Fr. Stinson’s Letter for Easter Day Mass 2019

Dear Friends of the Fraternity,

“What are you giving up for Lent?” Every faithful Catholic has probably heard this question, and has been able to provide a good answer. The mortifications we choose—during Lent or Advent, or any time we hope to make our prayers more pleasing to God—are called active mortifications. Numerous scriptural passages assure us that active mortifications have great merit.

But how willingly do we accept passive mortifications—the sufferings that God chooses for us? Our Lord gave us the perfect example when He prayed in the garden of Gethsemane. He asked that the chalice might pass from Him, but He also resigned Himself to doing God’s will. God, of course, willed that His Son would die for our sins, and so it happened.

Click the image to download the card

Many of us overlook the need to accept passive mortifications. We must remember that they are, in fact, even more meritorious than active mortifications because they involve surrendering our own imperfect will to God’s holy will. When we maintain good cheer throughout life’s many inconveniences and annoyances, we show our total submission to God the Father—just as God the Son did in the garden. We also better dispose ourselves to experience Christ’s glorious Resurrection on Easter Sunday.

As always, we will celebrate Our Lord’s Resurrection on Easter morning with a Solemn High Mass at Our Lady of Guadalupe Seminary. We want to remember the intentions of our many benefactors who make our work possible, so please send in your intentions by filling out the online form today!

We would also be very grateful for any contribution you might be able to include. As you know, our seminarians can only pursue their vocations through your generosity in supporting the costs of running our seminary.

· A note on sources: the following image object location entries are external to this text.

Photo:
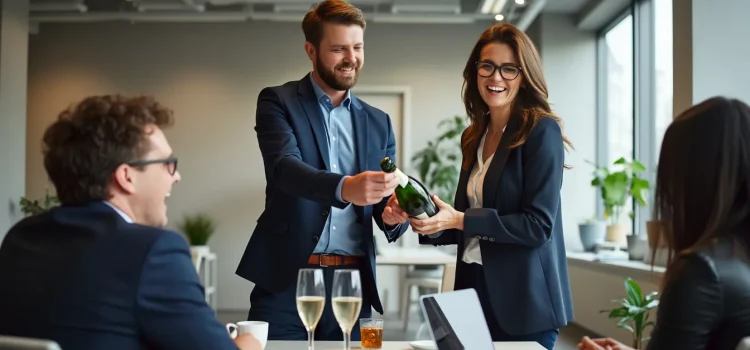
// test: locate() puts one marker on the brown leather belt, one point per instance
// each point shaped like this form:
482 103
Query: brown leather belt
333 260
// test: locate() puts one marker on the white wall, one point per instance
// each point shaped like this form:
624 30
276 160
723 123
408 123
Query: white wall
211 77
710 60
14 28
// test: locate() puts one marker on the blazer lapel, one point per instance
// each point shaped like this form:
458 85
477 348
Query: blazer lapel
360 120
461 201
491 178
314 115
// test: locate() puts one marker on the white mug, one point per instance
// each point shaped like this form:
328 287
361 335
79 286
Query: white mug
259 330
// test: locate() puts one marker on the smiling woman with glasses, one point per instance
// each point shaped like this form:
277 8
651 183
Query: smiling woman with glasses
507 219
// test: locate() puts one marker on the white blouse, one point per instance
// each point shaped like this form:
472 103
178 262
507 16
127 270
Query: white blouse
472 253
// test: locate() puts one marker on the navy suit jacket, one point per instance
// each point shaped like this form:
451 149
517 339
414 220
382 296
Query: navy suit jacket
301 189
520 230
87 279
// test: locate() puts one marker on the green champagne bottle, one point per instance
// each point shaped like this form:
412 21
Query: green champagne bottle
412 196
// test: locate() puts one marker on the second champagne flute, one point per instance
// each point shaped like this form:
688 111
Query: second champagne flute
311 298
347 301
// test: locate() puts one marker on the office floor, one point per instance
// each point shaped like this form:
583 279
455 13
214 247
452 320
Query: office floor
569 336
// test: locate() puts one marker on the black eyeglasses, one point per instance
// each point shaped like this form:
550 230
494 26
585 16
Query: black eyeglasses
170 162
507 70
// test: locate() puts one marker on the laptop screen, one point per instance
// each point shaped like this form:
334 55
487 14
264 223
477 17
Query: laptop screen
456 320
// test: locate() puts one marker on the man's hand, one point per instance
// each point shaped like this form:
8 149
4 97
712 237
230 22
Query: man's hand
247 342
368 188
601 344
393 214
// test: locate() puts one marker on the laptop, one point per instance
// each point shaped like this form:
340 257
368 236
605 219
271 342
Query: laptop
456 321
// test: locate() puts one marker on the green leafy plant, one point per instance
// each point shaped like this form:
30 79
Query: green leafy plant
617 184
634 311
197 228
438 164
33 207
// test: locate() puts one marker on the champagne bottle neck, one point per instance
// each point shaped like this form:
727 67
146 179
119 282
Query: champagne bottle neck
403 180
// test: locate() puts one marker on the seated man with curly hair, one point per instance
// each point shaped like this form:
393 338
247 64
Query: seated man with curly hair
100 271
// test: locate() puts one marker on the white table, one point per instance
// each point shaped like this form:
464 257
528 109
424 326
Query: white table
387 345
413 256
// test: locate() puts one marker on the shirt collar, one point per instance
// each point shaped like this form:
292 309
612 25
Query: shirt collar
325 100
124 216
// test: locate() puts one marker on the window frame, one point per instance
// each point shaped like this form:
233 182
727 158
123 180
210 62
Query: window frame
644 101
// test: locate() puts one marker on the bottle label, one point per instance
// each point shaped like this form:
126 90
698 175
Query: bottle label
403 180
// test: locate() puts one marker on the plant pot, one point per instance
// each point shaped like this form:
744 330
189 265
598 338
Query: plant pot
654 230
591 233
616 234
196 251
637 247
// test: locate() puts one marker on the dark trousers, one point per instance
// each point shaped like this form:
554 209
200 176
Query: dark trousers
284 323
545 338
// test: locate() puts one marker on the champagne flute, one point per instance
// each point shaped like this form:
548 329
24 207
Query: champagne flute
311 298
347 301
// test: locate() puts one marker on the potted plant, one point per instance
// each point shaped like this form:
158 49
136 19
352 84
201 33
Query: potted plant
34 207
198 229
616 185
634 312
591 232
438 164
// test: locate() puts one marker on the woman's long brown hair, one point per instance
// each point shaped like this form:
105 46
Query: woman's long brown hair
703 178
530 104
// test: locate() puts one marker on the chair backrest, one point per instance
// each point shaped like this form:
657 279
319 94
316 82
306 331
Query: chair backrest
744 344
18 343
449 277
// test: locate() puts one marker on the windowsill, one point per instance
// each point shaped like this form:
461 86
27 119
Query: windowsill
621 266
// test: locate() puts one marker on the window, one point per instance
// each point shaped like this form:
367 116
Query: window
635 78
619 80
663 70
616 104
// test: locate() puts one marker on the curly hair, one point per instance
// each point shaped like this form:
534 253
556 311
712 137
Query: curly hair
88 141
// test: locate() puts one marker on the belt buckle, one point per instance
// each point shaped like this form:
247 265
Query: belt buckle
320 260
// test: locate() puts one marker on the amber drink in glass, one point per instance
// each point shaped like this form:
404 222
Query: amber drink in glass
371 332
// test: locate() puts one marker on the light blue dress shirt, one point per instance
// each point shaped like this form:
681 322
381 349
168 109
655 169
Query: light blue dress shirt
341 234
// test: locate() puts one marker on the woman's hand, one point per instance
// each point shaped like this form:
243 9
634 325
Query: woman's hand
601 344
393 214
446 218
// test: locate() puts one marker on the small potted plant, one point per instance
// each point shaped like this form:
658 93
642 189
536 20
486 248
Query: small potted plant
33 207
634 312
591 232
198 229
616 185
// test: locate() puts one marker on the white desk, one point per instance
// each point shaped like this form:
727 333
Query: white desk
387 345
413 256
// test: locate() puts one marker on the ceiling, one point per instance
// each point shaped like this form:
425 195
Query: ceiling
518 12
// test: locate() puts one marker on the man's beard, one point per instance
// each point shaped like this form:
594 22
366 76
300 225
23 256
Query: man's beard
337 83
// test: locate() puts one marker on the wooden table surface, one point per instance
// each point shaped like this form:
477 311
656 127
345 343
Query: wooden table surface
387 345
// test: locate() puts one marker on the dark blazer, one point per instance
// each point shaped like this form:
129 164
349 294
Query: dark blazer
87 279
521 232
301 190
705 303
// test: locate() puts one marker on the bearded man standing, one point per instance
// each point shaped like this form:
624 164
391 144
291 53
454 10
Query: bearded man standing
321 148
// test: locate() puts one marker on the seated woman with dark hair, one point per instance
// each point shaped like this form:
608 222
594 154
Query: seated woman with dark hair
703 201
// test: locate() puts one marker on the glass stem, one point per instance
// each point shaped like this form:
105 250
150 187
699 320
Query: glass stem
310 336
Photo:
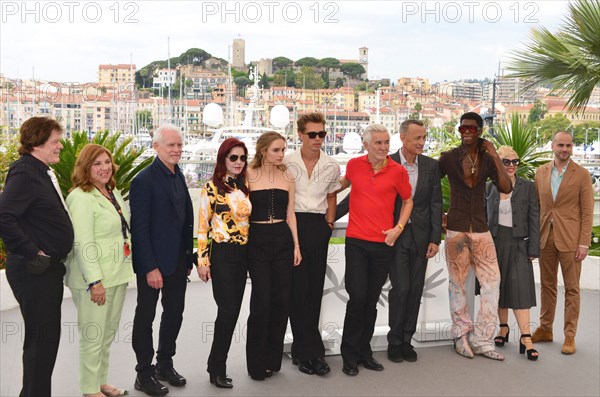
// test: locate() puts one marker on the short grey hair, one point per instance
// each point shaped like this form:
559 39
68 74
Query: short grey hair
371 128
407 123
160 131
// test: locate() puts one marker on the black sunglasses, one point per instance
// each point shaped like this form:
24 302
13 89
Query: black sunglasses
313 135
471 128
234 157
508 162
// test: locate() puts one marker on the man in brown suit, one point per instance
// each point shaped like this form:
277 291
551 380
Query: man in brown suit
566 211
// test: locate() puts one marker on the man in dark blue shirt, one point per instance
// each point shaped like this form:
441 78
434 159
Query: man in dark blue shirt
162 222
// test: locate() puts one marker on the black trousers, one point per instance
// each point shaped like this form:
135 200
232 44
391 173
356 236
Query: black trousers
173 302
367 268
229 271
407 275
270 262
307 286
40 299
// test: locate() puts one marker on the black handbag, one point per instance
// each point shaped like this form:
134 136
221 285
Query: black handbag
38 265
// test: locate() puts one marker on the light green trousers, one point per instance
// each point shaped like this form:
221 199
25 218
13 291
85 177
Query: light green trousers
97 328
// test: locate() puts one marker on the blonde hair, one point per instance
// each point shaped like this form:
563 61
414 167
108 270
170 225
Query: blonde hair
82 173
263 143
504 151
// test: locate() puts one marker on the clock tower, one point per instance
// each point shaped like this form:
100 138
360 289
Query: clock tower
363 59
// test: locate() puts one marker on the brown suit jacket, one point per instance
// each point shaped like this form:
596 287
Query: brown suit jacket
571 215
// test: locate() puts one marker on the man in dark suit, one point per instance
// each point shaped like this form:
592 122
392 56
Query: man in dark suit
38 233
162 240
417 244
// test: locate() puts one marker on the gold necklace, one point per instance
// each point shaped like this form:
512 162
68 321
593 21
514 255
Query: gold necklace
380 167
473 163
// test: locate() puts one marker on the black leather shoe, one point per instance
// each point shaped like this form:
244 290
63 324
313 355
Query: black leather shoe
372 364
350 368
171 376
151 386
320 366
221 381
395 353
409 352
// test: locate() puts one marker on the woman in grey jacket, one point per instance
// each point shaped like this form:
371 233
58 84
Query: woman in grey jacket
514 222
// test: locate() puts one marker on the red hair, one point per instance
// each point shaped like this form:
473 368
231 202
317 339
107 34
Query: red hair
221 169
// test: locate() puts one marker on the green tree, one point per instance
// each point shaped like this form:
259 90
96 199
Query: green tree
537 112
307 61
308 78
522 138
568 60
282 62
144 118
353 70
339 82
264 81
549 125
329 63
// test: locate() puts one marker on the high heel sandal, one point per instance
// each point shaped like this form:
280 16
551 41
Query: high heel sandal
530 352
221 381
501 340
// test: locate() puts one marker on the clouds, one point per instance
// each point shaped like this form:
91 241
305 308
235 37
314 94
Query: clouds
442 40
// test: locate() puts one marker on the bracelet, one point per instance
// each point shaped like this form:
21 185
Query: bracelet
93 285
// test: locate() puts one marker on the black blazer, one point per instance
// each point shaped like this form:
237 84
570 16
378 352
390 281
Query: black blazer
426 215
525 213
157 230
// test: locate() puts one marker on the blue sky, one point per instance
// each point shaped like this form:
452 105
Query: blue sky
442 40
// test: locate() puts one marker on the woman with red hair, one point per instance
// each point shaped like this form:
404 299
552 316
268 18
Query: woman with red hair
224 216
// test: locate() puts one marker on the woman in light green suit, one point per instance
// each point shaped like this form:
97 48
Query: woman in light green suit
100 265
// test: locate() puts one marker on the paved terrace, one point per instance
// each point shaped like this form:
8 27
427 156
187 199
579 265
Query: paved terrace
438 372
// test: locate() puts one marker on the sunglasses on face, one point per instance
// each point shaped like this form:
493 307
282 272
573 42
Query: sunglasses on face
234 157
313 135
508 162
471 128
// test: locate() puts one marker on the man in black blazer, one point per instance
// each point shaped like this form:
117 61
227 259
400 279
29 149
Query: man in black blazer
162 222
416 245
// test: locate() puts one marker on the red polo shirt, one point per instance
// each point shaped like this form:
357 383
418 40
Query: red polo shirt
373 197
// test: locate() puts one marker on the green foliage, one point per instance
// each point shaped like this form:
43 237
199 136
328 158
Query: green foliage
144 118
282 62
353 70
568 60
521 137
308 78
537 112
9 146
307 61
124 156
329 63
549 125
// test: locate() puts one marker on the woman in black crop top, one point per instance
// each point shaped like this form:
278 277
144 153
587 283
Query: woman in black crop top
273 250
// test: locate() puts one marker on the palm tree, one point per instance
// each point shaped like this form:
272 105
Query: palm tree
517 134
568 60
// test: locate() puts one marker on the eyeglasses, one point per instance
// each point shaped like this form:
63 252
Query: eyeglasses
471 128
234 157
508 162
313 135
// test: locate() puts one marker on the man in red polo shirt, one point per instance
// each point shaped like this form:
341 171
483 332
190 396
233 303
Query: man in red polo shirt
370 236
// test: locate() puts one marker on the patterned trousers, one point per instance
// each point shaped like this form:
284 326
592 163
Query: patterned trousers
465 249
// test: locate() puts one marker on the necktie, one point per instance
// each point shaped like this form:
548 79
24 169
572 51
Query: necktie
54 180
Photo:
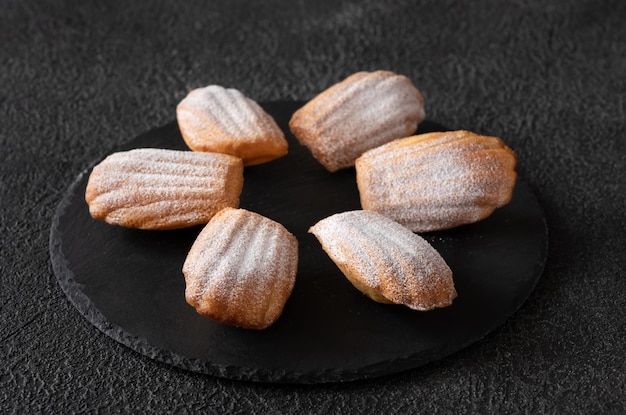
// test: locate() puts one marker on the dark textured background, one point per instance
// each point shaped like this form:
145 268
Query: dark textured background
78 78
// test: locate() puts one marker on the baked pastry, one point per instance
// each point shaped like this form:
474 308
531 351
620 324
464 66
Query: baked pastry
437 181
241 269
363 111
153 188
223 120
385 260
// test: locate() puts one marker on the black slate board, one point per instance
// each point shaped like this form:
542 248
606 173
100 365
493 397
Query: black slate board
129 284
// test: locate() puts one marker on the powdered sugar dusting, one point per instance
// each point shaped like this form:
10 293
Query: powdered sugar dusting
439 181
241 269
163 189
220 119
361 112
387 258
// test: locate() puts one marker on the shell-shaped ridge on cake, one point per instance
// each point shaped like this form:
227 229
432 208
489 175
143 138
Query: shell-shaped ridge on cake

To thank you for your support, I’ve included a prayer card above with the traditional Marian prayer for the Easter season, the Regina Caeli, which you can download by clicking the image. Although this beautiful prayer can be said multiple times throughout the day, traditionally, it is prayed at 6 am, 12 pm and 6 pm in the place of the Angelus during the Easter and Pentecost season. As you use it, please continue to remember our priests and seminarians in your prayers. Know that we pray for you and your family daily. May the joys of Christ’s Resurrection fill you and all your loved ones this Easter season!